Internally, $e_i$ is represented as a vector of length $d$, where $d$ is the number of stimulus compounds (not in the general sense of the word compound, but in terms of complete serial compounds, or CSC). For example, a 2s stimulus in a model with a time resolution of 0.5s will have a $d = 4$, and the second entry in that vector represents the eligibility of the compound active after the stimulus has been present for 1s.

Similarly, $x_i^t$ entails the specific compound of stimulus $i$ at time $t$, and not the general activation of $i$ at that time. For example, suppose two, 2s stimuli, $A$ and $B$ are presented with an overlap of 1s, with $A$'s onset occurring first. Can you guess what stimulus compounds will be active at $t = 2$ with a time resolution of 0.5s?^[A's fourth compound and B's second compound.]


# 2 - Generating expectations

The TD model generates stimulus expectations[^1] based on the presented stimuli, **not on the strength of eligibility traces**. The expectation of of stimulus $j$ at time $t$, $V_j^t$, is given by:

$$
\tag{Eq. 2}
V_j^t = w_j^{t'} x^t = \sum_i^K w_{i,j}^t x_i^t
$$

Where $w_j^t$ is a matrix of stimulus weights at time $t$ pointing towards $j$, $'$ denotes transposition, and $w_{i,j}$ denotes an entry in a square matrix denoting the association from $i$ to $j$. As with the eligibility traces above, the entries in each matrix are the weights of specific stimulus compounds.

Internally, the $w_j^t$ is constructed on a trial-by-trial, step-by-step basis, depending on the stimulus compounds active at the time.

# 3 - Learning associations

Owing to its name, the TD model updates associations based on a temporally discounted prediction of upcoming stimuli.

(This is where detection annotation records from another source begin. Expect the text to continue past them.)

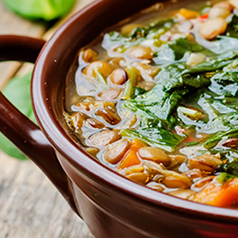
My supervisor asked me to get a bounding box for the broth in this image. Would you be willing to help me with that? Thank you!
[64,0,238,208]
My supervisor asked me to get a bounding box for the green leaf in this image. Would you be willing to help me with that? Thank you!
[120,119,186,152]
[217,172,238,184]
[225,15,238,38]
[153,38,214,65]
[3,0,75,21]
[0,73,36,160]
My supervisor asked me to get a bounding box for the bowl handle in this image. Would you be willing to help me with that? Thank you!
[0,35,78,216]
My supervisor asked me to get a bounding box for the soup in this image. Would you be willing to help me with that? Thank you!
[64,0,238,209]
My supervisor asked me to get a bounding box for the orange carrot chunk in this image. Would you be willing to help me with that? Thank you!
[118,138,145,169]
[192,178,238,207]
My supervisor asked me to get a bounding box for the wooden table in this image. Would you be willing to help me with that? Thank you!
[0,0,94,238]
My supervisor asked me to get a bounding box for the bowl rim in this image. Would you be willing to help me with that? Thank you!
[31,0,238,224]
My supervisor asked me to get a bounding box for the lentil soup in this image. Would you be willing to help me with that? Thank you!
[64,0,238,209]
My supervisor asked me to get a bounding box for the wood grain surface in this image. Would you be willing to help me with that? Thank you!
[0,0,94,238]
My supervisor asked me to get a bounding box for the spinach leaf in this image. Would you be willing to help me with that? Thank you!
[0,73,36,160]
[225,15,238,38]
[187,50,238,73]
[120,119,186,152]
[217,172,238,184]
[153,38,214,65]
[209,60,238,97]
[3,0,75,21]
[124,84,187,120]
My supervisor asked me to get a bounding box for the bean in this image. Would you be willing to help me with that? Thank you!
[186,53,206,66]
[193,176,215,190]
[86,147,99,156]
[178,8,198,19]
[167,155,187,169]
[83,61,112,78]
[121,23,141,35]
[221,138,238,148]
[109,68,128,85]
[163,173,192,188]
[122,165,144,175]
[70,112,85,130]
[98,88,122,101]
[229,0,238,9]
[95,103,121,125]
[129,45,153,60]
[138,146,171,166]
[126,172,149,184]
[133,62,159,82]
[189,154,222,172]
[199,17,227,40]
[82,48,97,63]
[177,20,193,33]
[213,1,234,12]
[168,189,195,199]
[86,118,105,129]
[146,182,164,192]
[86,130,121,148]
[183,169,203,179]
[170,33,188,40]
[104,139,130,164]
[209,6,231,19]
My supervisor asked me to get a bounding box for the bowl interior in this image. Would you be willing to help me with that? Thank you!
[32,0,238,221]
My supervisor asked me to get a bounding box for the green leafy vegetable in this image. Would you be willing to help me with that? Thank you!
[4,0,75,21]
[120,119,186,152]
[0,73,36,160]
[217,172,238,184]
[153,38,214,65]
[226,15,238,38]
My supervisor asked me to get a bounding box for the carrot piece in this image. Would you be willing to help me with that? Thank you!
[118,138,145,169]
[192,178,238,207]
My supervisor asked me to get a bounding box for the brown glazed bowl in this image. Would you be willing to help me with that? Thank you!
[0,0,238,238]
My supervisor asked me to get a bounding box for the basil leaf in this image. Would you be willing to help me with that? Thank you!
[3,0,75,21]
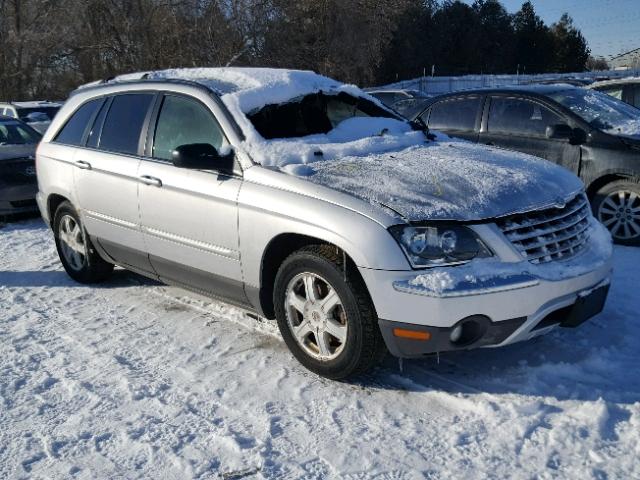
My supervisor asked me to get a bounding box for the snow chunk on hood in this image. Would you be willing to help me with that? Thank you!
[296,141,583,221]
[268,117,426,167]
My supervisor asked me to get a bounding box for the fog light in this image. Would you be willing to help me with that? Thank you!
[393,328,431,342]
[449,325,462,343]
[449,315,490,347]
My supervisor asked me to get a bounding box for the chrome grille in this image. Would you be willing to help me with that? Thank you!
[497,193,591,264]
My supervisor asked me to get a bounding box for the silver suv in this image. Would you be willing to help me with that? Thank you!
[37,68,612,379]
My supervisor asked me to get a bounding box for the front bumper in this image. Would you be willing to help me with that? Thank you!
[360,224,612,357]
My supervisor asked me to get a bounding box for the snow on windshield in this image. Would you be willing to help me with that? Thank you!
[90,68,418,166]
[549,88,640,136]
[246,92,426,167]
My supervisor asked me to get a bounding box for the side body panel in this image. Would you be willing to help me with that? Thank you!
[140,160,246,301]
[238,166,410,288]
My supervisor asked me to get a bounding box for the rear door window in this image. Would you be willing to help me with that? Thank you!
[98,93,154,155]
[54,98,103,146]
[428,97,481,132]
[487,97,566,137]
[598,85,624,100]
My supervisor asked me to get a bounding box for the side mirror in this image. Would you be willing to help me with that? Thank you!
[546,123,573,140]
[546,123,587,145]
[172,143,233,172]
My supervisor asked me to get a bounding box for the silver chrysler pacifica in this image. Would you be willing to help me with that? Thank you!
[36,68,612,379]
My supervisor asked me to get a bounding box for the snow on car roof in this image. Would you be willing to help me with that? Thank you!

This temporal difference error term is given by:

$$
\tag{Eq. 3}
\delta_j^t = \lambda_j^t +  \gamma V_j^t - V_j^{t-1}
$$

where $\lambda_j$ is the value of stimulus $j$ at time $t$, which also determines the asymptote for stimulus weights towards $j$. 

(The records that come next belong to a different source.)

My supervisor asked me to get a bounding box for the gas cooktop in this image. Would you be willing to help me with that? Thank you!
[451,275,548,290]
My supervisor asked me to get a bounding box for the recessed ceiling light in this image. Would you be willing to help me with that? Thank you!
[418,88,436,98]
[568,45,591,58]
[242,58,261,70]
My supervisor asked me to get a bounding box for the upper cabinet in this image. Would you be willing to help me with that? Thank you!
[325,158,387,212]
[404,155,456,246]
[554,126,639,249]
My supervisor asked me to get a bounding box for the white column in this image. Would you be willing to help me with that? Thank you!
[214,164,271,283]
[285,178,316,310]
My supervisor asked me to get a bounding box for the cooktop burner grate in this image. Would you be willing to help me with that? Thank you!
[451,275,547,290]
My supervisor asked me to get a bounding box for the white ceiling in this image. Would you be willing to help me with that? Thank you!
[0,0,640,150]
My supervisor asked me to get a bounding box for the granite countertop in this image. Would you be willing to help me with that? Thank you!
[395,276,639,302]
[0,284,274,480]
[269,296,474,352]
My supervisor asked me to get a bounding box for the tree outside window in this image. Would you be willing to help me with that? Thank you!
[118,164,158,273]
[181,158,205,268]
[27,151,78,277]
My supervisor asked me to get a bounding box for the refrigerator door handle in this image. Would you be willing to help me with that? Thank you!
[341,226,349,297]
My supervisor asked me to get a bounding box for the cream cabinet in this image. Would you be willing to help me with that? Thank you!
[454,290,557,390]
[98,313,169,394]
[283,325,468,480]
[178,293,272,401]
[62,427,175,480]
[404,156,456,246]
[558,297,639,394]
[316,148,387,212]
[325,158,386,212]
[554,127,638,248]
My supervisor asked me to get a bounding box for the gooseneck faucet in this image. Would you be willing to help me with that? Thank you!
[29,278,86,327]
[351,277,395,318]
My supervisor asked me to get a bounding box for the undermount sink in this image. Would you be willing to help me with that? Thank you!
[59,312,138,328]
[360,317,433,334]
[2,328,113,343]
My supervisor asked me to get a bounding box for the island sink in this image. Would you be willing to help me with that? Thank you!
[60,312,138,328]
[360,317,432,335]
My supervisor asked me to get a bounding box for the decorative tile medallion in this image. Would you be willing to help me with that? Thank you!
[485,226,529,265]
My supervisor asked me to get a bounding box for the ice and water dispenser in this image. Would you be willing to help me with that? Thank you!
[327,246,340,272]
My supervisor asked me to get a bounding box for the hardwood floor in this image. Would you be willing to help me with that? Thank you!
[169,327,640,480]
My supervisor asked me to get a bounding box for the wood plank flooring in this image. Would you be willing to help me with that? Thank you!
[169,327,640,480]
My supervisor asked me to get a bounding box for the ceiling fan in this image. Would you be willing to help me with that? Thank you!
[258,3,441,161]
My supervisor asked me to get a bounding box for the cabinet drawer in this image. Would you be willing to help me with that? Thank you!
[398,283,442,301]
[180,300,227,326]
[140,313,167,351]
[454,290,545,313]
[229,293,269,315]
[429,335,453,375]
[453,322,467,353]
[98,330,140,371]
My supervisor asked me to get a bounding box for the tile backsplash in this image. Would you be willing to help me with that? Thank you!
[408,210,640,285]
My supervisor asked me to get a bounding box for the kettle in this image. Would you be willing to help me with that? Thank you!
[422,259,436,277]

The temporal difference error term is used to update $w$ via:

$$
\tag{Eq. 4}
w_{i,j}^t = w_{i,j}^t + \alpha_i \beta(x_j^t) \delta_j^t e_i^t
$$

where $\alpha_i$ is a learning rate parameter for stimulus $i$, and $\beta(x_j)$ is a function that returns one of two learning rate parameters ($\beta_{on}$ or $\beta_{off}$) depending on whether $j$ is being presented or not at time $t$.

# 4 - Generating responses

As with many associative learning models, the transformation between stimulus expectations and responding is unspecified/left in the hands of the user. The TD model does not return a response vector, but it suffices to assume that responding is the identity function on the expected stimulus values, as follows:

$$
\tag{Eq. 5}
r_j^t = V_j^t
$$

## References

[^1]: This can be understood as the expected value if the expected stimulus has some reward value.